GenEra (Barrera-Redondo et al. 2023) was run using DIAMOND in ultra-sensitive mode (Buchfink et al. 2021). An E-value threshold of 1E−5 was chosen to balance the detection of distant homologs while minimizing the amount of false positives against the NR database (Barrera-Redondo et al. 2023). Taxonomy IDs used for the focal species are 50,956 for Geosiphon pyriformis, 4,874 for Gigaspora margarita, 1,432,141 for R. irregularis, 101,101 for Dissophora decumbens, 1,314,771 for Mortierella elongata, 64,574 for Radiomyces spectabilis, and 4,837 for Phycomyces blakesleeanus. Genes with taxonomic representativeness scores below 30% were flagged as possible contamination or horizontal gene transfer and were not included in subsequent analyses. Some phyloranks were corrected: strain level ranks were moved to species level (“R. irregularis DAOM 197198” to “R. irregularis” and “Linnemannia elongata AG-77” to “Linnemannia elongata” and “Fungi incertae sedis” was moved to the kingdom level “Fungi”). Several phyloranks were collapsed due to insufficient genomic data (Supplementary Fig. 2a) or unresolved phylogenetic placement of subphyla (Supplementary Fig. 2, b–d).

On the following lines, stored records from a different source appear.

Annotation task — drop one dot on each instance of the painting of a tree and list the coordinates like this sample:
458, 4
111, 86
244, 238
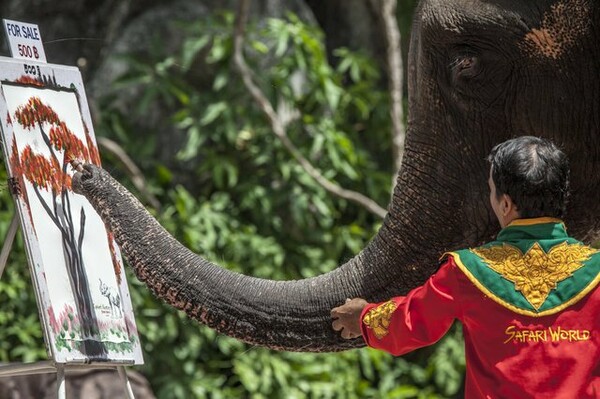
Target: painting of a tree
48, 172
76, 266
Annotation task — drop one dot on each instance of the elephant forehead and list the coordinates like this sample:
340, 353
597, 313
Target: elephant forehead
562, 27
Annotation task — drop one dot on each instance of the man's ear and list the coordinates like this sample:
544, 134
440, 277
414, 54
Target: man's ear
507, 205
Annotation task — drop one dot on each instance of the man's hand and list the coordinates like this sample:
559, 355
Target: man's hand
346, 318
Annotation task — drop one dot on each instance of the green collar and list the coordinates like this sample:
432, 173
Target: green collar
533, 268
533, 229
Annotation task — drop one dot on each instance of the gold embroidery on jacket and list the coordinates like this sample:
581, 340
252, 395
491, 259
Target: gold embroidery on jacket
378, 319
535, 273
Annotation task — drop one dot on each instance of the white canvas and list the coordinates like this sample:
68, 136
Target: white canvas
76, 265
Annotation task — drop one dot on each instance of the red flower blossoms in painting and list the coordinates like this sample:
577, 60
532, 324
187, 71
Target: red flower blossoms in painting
41, 172
35, 112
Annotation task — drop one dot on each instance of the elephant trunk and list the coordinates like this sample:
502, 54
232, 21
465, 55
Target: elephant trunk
283, 315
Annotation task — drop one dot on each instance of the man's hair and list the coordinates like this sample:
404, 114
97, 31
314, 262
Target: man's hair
534, 173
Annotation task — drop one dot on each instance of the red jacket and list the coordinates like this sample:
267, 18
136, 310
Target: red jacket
530, 332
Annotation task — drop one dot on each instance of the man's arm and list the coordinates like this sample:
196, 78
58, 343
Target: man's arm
403, 323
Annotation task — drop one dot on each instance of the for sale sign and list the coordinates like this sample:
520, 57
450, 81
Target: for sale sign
25, 40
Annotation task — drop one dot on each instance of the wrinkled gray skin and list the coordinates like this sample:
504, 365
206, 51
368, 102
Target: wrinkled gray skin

GenEra's homology detection failure test (Weisman et al. 2020; Barrera-Redondo et al. 2023) was run by using the pairwise evolutionary distances from a phylogenomic tree (Li et al. 2021) to obtain a list of genes in R. irregularis whose ages cannot be explained by gene untraceability from the genus to the kingdom phyloranks.

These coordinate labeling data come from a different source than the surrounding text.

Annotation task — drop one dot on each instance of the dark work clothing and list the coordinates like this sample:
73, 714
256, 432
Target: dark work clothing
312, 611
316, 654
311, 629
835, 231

Chromosomal distribution of genomic features and expression

Nanopore RNA-Seq reads were trimmed of adapters and cleaned with seqclean (Chen et al. 2007) to remove a percentage of undetermined bases, polyA tails, overall low complexity sequences, and short terminal matches. Cleaned sequences were then mapped using minimap2 (options -G max intron length = 3000, -ax, map-ont) (Li 2018). Small RNA-Seq reads were aligned to the genome using bowtie (options --mmap r) (Langmead and Salzberg 2012). Nanopore and small RNA RPKM were calculated using bamCoverage (options --bam --binSize 200 --ignoreDuplicates --normalizeUsing RPKM) (Ramirez et al. 2016). A general additive model was used to regress feature values across chromosome lengths (gam(<gene age or RPKM> ∼ s(Chrom.start, bs = “cs”, by = Chrom))), using the R package mgcv v.1.8–40. Gene age fits were plotted using the start position of each gene and RPKM fits were plotted using the start position of every 200 bp bin. Gene ages were randomly permuted 1,000 times, and the mean was plotted using the unchanged start position of each gene. A paired t-test grouped by chromosome was used to test the significance of the observed gene age distributions relative to random permutations.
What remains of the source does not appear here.